During the university years in Milan he met Anna De Lorenzi and they married 1969 in Ghiffa, a small village overlooking Lake Maggiore, where they lived from the end of the 80s. Anna is not only Fulvio’s lifelong companion, but also his assistant in many of his photographic works.
In 1967 and 1968 Ventura briefly experimented reportage photography, but was not satisfied and soon abandoned it in favour of a different photography. In recounting that period he writes: ‘I envisioned my own way of taking photographs, different from the so-called ‘traditional’ photography or the committed image-making by the 1968 movements’.
It was in 1972, on a trip to Spain and Morocco, that he definitively embraced research photography. “I wanted to capture some metaphysical secrets,” he wrote. “From an early age I have considered the world as ‘cosmos’, which means beautiful (as in the Greek etymology), a good thing, as written in the Genesis. This is the only thing I can relate to.” His instrument is a Nikon (he later switched to the Leica, he also used the Rollei and other cameras) and the images are in colour.
During the same years he met Luigi Ghirri: a correspondance of souls that cannot be summed up in a biography and that will be the source of many collaborations.
In 1979 he exhibited at the Rencontres in Arles and in the same year also at the Gallery of the Bibliothèque Nationale in Paris, where many prints are preserved to this day.

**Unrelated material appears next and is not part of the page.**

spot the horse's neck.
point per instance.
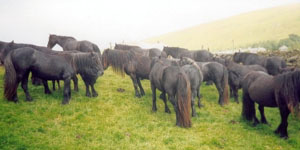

In 1984 he took part to the famous exhibition at Pinacoteca di Bari, Viaggio in Italia.
Also the series Paesaggi con automobili (Landscapes with cars, inspired by a drawing by Waechter), curated by Roberta Valtorta and exhibited at Bocconi, dates back to the ‘80s.
He took part to 1987-97 Archivio della Spazio, ten years of Italian photography in the province of Milan, curated by Roberta Valtorta, and in 1993 he was at the Italian Pavilion in the Muri di Carta section curated by Arturo Carlo Quintavalle.
Fulvio Ventura died on 7 March 2020 in his house in Ghiffa, in difficult times when not even his friends could say goodbye to him.
The musician Giovanni De Zorzi remembers him as follows: “Among his many gifts, Fulvio had one for music: he was sensitive, receptive and had an innate taste, that he cultivated with great care. He had collected an enormous amount of recordings from diffent countries and genres. When we visited Fulvio and Anna in Ghiffa, he made us listen to rare records: he loved to share the act of listening with his guests: he was saying that, listening together, you discover things that you do not grasp by yourself”.